Mein Problem ist nur, das ich ja durch den gescheiterten Versuch, den User auf dem Server anzumelden, keine Verbuíndung zu diesem habe, um ein alter user abzusetzten.

Ich wäre für einen Ansatz, ohne DBA Anmeldung auf dem Server sehr dankbar.

Viele Grüße

Tim


----------



## MeinerEiner_80 (23. Januar 2007)

Moin!
Schau dir mal diesen Thread an, vielleicht hilft der ja...
http://forum.java.sun.com/thread.jspa?forumID=48&threadID=455430

*grüssle*
MeinerEiner


----------



## Thomas Darimont (23. Januar 2007)

Hallo,

...


> Ich wäre für einen Ansatz, ohne DBA Anmeldung auf dem Server sehr dankbar.

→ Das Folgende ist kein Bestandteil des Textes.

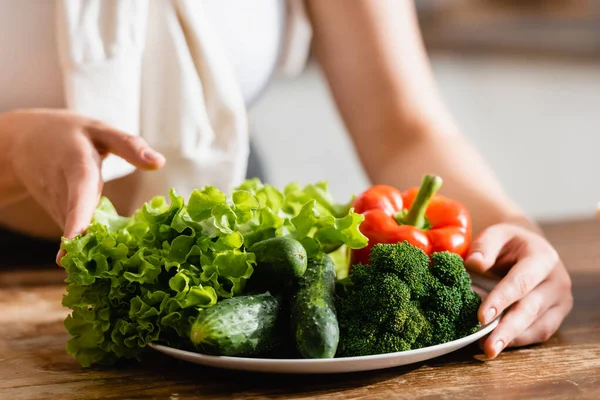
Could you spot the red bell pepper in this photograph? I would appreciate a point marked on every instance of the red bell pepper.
(420, 216)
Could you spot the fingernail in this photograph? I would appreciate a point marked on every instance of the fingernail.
(498, 346)
(489, 315)
(475, 257)
(152, 156)
(59, 255)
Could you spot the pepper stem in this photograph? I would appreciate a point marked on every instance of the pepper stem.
(416, 215)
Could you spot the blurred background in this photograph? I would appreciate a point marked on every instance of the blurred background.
(522, 78)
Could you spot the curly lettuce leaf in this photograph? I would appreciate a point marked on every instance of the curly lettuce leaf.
(142, 279)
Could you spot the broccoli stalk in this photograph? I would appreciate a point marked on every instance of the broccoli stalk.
(405, 300)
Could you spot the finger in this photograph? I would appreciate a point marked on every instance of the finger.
(84, 188)
(131, 148)
(485, 249)
(520, 280)
(542, 329)
(521, 316)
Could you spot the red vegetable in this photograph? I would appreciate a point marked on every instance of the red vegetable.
(420, 216)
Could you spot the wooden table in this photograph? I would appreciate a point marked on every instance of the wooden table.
(34, 365)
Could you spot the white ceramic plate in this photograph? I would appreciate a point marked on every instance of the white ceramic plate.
(332, 365)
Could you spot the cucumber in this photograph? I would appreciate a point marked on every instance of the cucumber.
(314, 321)
(279, 261)
(240, 326)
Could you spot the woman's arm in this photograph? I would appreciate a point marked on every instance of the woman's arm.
(377, 69)
(50, 168)
(380, 77)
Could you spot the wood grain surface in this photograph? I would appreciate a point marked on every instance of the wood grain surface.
(34, 365)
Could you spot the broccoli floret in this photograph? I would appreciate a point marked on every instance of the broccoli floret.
(449, 269)
(408, 262)
(404, 300)
(467, 322)
(447, 300)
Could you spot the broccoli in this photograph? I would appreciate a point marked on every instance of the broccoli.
(405, 300)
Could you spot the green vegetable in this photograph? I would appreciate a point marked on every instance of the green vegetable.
(279, 262)
(313, 314)
(240, 326)
(405, 300)
(142, 279)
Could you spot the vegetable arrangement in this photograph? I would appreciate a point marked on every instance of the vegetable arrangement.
(253, 275)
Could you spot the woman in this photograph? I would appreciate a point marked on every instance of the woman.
(376, 67)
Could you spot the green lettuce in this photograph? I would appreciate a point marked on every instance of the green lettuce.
(141, 279)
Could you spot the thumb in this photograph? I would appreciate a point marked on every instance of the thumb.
(486, 248)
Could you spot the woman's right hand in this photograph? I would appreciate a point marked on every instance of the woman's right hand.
(56, 157)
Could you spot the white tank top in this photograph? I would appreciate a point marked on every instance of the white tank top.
(30, 74)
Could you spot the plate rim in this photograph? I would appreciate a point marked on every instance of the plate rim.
(481, 332)
(484, 330)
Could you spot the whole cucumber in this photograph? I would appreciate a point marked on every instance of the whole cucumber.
(240, 326)
(279, 261)
(314, 321)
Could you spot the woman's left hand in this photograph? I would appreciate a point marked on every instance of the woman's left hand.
(534, 292)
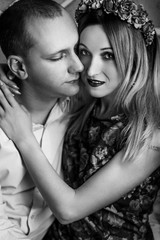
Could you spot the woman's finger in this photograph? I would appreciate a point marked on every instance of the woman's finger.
(6, 97)
(1, 112)
(7, 76)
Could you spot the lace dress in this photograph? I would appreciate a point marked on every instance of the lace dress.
(125, 219)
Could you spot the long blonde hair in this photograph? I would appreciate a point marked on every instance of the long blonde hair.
(138, 95)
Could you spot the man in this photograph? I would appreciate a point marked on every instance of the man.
(38, 39)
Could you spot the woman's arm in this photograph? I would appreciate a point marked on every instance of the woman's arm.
(104, 187)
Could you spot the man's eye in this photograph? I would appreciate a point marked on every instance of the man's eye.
(58, 57)
(83, 52)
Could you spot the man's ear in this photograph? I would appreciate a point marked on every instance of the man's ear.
(17, 66)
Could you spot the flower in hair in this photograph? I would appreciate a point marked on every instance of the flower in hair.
(127, 10)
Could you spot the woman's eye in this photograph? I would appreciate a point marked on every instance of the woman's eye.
(108, 56)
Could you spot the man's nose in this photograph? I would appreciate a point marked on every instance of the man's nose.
(76, 65)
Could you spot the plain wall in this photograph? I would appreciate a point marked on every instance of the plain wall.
(153, 8)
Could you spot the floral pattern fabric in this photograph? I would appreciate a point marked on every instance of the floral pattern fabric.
(125, 219)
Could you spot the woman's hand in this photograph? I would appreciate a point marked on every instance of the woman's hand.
(7, 77)
(15, 120)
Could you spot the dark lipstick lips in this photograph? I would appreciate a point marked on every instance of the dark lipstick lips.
(94, 83)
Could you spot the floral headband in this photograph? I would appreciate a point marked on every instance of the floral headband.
(127, 10)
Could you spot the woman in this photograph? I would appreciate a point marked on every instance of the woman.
(112, 146)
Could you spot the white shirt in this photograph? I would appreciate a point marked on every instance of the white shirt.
(23, 212)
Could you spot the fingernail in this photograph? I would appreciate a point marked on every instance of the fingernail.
(15, 86)
(17, 92)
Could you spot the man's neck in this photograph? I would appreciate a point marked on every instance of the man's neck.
(39, 108)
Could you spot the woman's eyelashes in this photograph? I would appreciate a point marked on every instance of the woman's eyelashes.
(107, 55)
(83, 52)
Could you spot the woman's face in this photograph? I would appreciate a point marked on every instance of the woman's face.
(100, 75)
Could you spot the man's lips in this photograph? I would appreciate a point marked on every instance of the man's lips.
(94, 83)
(76, 80)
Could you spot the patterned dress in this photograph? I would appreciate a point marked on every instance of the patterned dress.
(125, 219)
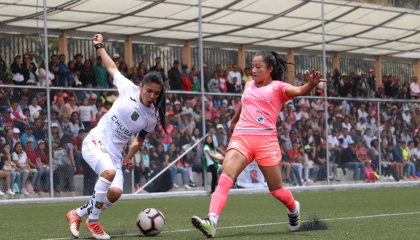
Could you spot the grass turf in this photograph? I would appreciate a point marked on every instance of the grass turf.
(47, 221)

Damit wirds dann schon etwas komplizierter. Eine Möglichkeit wäre es einen zusätzlichen Account (usermaintenance) der nur das Recht hat eine Stored procedure aufzurufen. Diese Stored procedure könnte dann den Account für einen gesperrten User wieder aktivieren. Als Eingabeparameter bekommt die Prozedur dann den Username und das Password des gesperrten Users und ein Freischalteschlüssel. Der Account wird nur dann wieder freigeschaltet wenn die Username und Passwort Kombination für den User stimmt und der Freischalteschlüssel passt. Der Freischalteschlüssel würde beim Auslaufen des Accounts automatisch per Batch-Job generiert und irgendwo für diesen einen User vermerkt mit der Erlaubnis sich selbst wieder freischalten zu dürfen.
Dieser Schlüssel kann dan dem User (auf Anfrage) zugesendet werden.

Gruß Tom


----------